Metropolis-Adjusted Diffusion Models

TL;DR

This paper introduces Metropolis-adjusted diffusion models that correct bias in sampling by employing accept-reject steps, improving sample quality in score-based diffusion models.

Contribution

It proposes the first exact Metropolis-Hastings correction method for diffusion models, along with an efficient approximation to enhance sampling accuracy.

Findings

Improved sample quality demonstrated on synthetic and image datasets.

Achieved consistent FID score improvements in image generation.
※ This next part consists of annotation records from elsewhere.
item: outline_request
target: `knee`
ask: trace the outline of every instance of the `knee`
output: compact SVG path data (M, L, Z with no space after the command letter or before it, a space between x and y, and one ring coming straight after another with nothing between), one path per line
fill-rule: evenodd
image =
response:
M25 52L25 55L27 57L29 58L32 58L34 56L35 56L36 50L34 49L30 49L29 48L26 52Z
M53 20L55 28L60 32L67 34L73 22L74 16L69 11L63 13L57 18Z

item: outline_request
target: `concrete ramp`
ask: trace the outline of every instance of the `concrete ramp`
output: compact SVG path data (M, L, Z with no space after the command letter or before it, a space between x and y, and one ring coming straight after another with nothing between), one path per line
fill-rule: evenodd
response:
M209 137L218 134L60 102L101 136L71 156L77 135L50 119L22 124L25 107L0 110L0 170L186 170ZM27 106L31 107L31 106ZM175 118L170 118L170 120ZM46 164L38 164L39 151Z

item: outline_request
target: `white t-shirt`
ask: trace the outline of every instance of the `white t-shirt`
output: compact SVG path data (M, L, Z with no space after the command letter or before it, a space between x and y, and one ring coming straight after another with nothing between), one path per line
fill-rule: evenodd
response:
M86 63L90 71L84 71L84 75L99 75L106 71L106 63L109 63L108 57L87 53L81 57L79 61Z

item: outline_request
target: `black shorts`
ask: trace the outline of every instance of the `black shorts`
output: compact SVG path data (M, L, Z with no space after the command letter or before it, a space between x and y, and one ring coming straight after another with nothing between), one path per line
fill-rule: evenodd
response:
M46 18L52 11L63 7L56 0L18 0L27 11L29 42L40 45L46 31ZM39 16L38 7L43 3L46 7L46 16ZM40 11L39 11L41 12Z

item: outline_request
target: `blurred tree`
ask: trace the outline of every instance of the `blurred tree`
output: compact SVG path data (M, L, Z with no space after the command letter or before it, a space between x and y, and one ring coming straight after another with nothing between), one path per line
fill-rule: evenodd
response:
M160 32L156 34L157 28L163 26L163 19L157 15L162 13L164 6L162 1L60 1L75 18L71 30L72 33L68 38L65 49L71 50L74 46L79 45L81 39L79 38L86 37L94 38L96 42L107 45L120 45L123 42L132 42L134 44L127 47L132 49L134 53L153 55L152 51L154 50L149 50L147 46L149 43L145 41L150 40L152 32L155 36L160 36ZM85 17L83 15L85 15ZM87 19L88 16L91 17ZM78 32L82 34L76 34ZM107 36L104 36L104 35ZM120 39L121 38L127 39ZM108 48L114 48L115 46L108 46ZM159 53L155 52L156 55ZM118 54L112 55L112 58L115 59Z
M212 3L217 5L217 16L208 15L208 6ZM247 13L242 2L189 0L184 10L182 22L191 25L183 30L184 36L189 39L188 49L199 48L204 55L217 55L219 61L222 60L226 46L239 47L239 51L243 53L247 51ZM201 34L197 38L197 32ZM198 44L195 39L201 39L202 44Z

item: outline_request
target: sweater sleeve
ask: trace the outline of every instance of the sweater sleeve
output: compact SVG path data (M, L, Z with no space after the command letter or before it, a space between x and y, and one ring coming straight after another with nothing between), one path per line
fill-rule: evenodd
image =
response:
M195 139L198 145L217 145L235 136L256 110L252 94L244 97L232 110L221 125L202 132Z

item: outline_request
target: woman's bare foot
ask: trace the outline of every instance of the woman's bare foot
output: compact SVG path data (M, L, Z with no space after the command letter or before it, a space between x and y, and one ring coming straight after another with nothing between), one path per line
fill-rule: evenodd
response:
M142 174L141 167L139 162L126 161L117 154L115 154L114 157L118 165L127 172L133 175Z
Introduced a novel two-coin Bernoulli factory algorithm for exact correction.

Abstract

Sampling from score-based diffusion models incurs bias due to both time discretisation and the approximation of the score function. A common strategy for reducing this bias is to apply corrector steps based on the unadjusted Langevin algorithm (ULA) at each noise level within a predictor-corrector framework. However, ULA is itself a biased sampler, as it discretises a continuous diffusion process. In this work, we consider adjusted Langevin correctors that employ Metropolis--Hastings (MH) or Barker's accept-reject steps to correct for this bias. Since the target density ratio typically required by MH-based algorithms is unavailable, we propose methods that instead utilise the score function to compute the correct acceptance probability. We introduce the first exact method for adjusting Langevin corrections in diffusion models, based on a two-coin Bernoulli factory algorithm. We also propose an efficient approximation based on Simpson's rule that achieves accuracy of order $5/2$ in the step size at near-zero marginal cost. We demonstrate that these procedures improve sample quality on both synthetic and image datasets, yielding consistent gains in Fr\'echet Inception Distance (FID) on the latter.